Tidak murid tidak guru, saat diselenggarakan ujian untuk mengukur kompetensi secara nasional, ada saja oknum kasak-kusuk mencari bocoran soal dan jawabannya. Beredarnya soal UKG hasil jepretan kamera adalah salah satu bentuk kecurangan dalam menghadapi UKG, sekaligus menggambarkan budaya (masih) instan dalam dunia pendidikan kita.
UKG seharusnya tidak dipandang sebagai sebuah beban bagi guru, seperti gengsi jika nilainya jelek, takut dianggap tidak pandai, masyarakat tidak percaya lagi dengan guru, dan lain sebagainya. Dalam pernyataan resmi Kemdikbud menyampaikan bahwa UKG bukan untuk mempermalukan guru, tetapi justru mengangkat derajat guru dan meningkatkan kompetensi guru. Guru yang nilainya di bawah standar kompetensi (5,5) akan diberikan pelatihan.
Gengsi, jika memicu semangat belajar akan menjadi pemotivasi yang baik. Namun jika karena gengsi kemudian menghalalkan segala macam cara untuk memperoleh nilai baik dalam UKG, ini yang tidak dibenarkan. Jika hal ini dilakukan, perbaikan kualitas pendidikan tidak akan pernah terwujud sampai kapanpun.
Belajar dari Ujian Nasional tahun-tahun lalu yang ditengarai terselenggara dengan berbagai macam kecurangan, tidak menghasilkan apa-apa kecuali data abnormal yang berbalik dari kenyataan. Data Kementerian Pendidikan dan Kebudayaan menyatakan rata-rata nilai UN murni SMP tahun 2011 dan 2012 masing-masing sebesar 7,88 dan 7,47. Data ini menunjukkan kemampuan anak-anak kita baik. Bahkan kita jumpai nilai 9 dan 10 menjadi suatu pemandangan biasa pada UN. Ini tentu gambaran membanggakan bagi kita (jika benar). Anak-anak kita tampak pintar luar biasa.
Namun nyatanya pada tahun yang sama (2012) peringkat PISA (Programme for International Student Assessment) Indonesia menempati urutan ke 64 dari 65 negara yang berpartisipasi. Urutan kedua terendah diatas Peru. Tes ini diperuntukkan untuk pelajar usia 15 tahun di masing-masing negara peserta, menilai kemampuan membaca, matematika, dan sains.
Saatnya kita melupakan gengsi. Jika UKG secara nasional kurang bagus, kita akui saja kompetensi para guru memang perlu ditingkatkan.
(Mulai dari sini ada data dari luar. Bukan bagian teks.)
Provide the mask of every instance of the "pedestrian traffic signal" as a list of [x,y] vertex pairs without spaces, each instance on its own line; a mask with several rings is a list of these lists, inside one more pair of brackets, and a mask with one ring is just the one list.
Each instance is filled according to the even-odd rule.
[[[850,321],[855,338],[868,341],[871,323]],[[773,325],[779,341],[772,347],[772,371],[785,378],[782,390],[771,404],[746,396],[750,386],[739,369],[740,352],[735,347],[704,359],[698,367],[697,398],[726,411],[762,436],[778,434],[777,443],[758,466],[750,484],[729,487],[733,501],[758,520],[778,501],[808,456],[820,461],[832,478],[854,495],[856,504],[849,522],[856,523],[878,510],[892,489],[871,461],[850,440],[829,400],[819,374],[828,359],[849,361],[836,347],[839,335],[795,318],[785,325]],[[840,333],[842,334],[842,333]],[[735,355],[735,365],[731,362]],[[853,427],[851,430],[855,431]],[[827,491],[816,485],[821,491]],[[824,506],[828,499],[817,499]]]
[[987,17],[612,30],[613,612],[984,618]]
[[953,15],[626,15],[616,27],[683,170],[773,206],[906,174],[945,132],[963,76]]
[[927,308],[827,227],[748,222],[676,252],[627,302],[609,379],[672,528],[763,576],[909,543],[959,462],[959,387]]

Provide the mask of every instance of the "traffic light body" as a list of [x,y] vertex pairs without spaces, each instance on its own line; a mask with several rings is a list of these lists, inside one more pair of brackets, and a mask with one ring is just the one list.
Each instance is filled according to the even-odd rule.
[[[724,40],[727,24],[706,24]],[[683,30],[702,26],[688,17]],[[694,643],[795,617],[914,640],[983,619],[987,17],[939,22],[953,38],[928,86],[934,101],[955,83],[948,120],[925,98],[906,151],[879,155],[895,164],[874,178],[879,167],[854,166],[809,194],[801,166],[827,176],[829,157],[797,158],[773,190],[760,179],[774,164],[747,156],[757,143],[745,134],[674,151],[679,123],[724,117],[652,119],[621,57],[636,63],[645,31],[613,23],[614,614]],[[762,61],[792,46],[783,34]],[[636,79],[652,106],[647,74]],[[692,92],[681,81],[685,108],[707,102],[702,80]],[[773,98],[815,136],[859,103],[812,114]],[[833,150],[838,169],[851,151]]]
Kita tidak perlu memaksa pembuat kebijakan UKG (pemerintah) untuk melihat menggunakan kacamata ‘hijau’ agar nilai kita tampak ‘hitam’, yang nyatanya ‘merah’.
Berani mengakui kekurangan dan ketertinggalan pendidikan adalah langkah awal untuk memperbaiki bangsa ini. Selanjutnya dengan rendah hati mari kita belajar dari negara-negara yang memiliki pendidikan terbaik. Kita terapkan dan sesuaikan dengan kekhasan bangsa kita. Termasuk dalam penyempurnaan Kurikulum Nasional yang akan kita gunakan ke depan.
Kita juga tidak perlu malu belajar dari Malaysia yang dulu pernah belajar dari kita. Namun tetap dengan semangat ‘balas dendam’, “Tidak lama lagi pendidikan Indonesia akan mengungguli Anda!”